Gottesbezug in Europa verdunstet
Aktuell beobachtet Henning aber eine Ideologisierung der Toleranz, die zum Teil in einer antireligiösen Aggression mündet. Ein Grund dafür sei die «Verdunstung» des Gottesbezugs in der europäischen Gesellschaft, die sich in rasantem Tempo vollziehe. Immer öfter würden jetzt religionsfreie Räume eingefordert. Sie seien für den Frieden in der multireligiösen und multikulturellen Welt nötig. Toleranz werde nun definiert als «Freiheit von Religion» statt als «Freiheit für die Religion». Damit aber könne die Toleranzforderung zum Feind der Toleranz werden, so Henning.
Wer Toleranz fordert, muss tolerant sein
Gegen eine solche «fundamentalistische Toleranzideologie» müssten sich Christen wehren, wenn sie eine Toleranz meinen, die ohne Bezug zu transzendenten Grundwerten alles tolerieren und erlauben solle. Genuin christlich sei jedoch die Religions- und Gewissensfreiheit. Und diese habe für Christen klare Folgen: «Wir fordern für uns Toleranz und respektvollen Umgang, und wir 'tolerieren' ebenso respektvoll Andersgläubige, Atheisten und Agnostiker unter Vermeidung jeder abschätzigen Verurteilung dessen, was uns fremd, ungewohnt oder komisch vorkommt.» Dies habe auch die Europäische Evangelische Allianz in einer «Globalen Charta der Gewissensfreiheit» so festgehalten.

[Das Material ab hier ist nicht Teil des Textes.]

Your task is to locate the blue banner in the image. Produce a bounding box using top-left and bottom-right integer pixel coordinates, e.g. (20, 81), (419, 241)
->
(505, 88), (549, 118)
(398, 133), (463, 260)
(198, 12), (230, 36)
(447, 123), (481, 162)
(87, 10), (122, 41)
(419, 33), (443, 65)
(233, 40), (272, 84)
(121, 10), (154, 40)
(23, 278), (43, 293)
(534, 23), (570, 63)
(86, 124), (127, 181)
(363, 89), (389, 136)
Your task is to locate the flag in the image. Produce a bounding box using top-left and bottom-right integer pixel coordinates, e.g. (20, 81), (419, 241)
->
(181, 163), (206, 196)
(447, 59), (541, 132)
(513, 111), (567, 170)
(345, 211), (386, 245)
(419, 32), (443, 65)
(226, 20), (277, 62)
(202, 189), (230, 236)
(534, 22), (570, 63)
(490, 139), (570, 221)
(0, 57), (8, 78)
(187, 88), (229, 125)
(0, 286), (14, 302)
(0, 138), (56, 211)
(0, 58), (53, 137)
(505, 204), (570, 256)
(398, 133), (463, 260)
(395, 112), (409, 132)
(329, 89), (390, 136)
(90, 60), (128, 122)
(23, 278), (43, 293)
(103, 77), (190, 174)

Wo Selbstkritik und wo Widerstand angebracht ist
Zweitens sollten Christen den Glauben frei bezeugen, aber auch respektvoll mit den Gegnern reden und ihre Überzeugungen in die Gesellschaft einbringen. Sie müssten einen Kommunikationsstil und eine Dialogkultur entwickeln, welche gleichzeitig die Aussagen des Neuen Testaments und die Menschenwürde des Gegners beachte. Gerade auch dann, «wenn wir kritisch intolerant protestieren müssen».
Im Blick auf Kritik an christlichen Gruppen oder Organisationen gab Henning zu bedenken: «Wenn wir jedoch als intolerante Sektierer hingestellt werden, sollten wir selbstkritisch nach der Ursache für dieses Image fragen. Christen könnten aber nie tolerieren, wenn grundsätzlich eine Freiheit von der Religion und vom Christentum gefordert werde. Sie müssten dann mit passivem (leidendem und mitleidendem) Widerstand reagieren. Denn solche Intoleranz führe immer wieder zu unmenschlichen Systemen, in denen dann auch Christen eine bedrängte Minderheit sind.»
Vor jeder «Antwort» wäre jedoch zu bedenken, welche Reaktion angemessen ist: Es könne sich dabei um Schweigen, Nichtbeachtung, Protest, öffentliche Verteidigung, multimediale Richtigstellung oder Anklageerhebung handeln.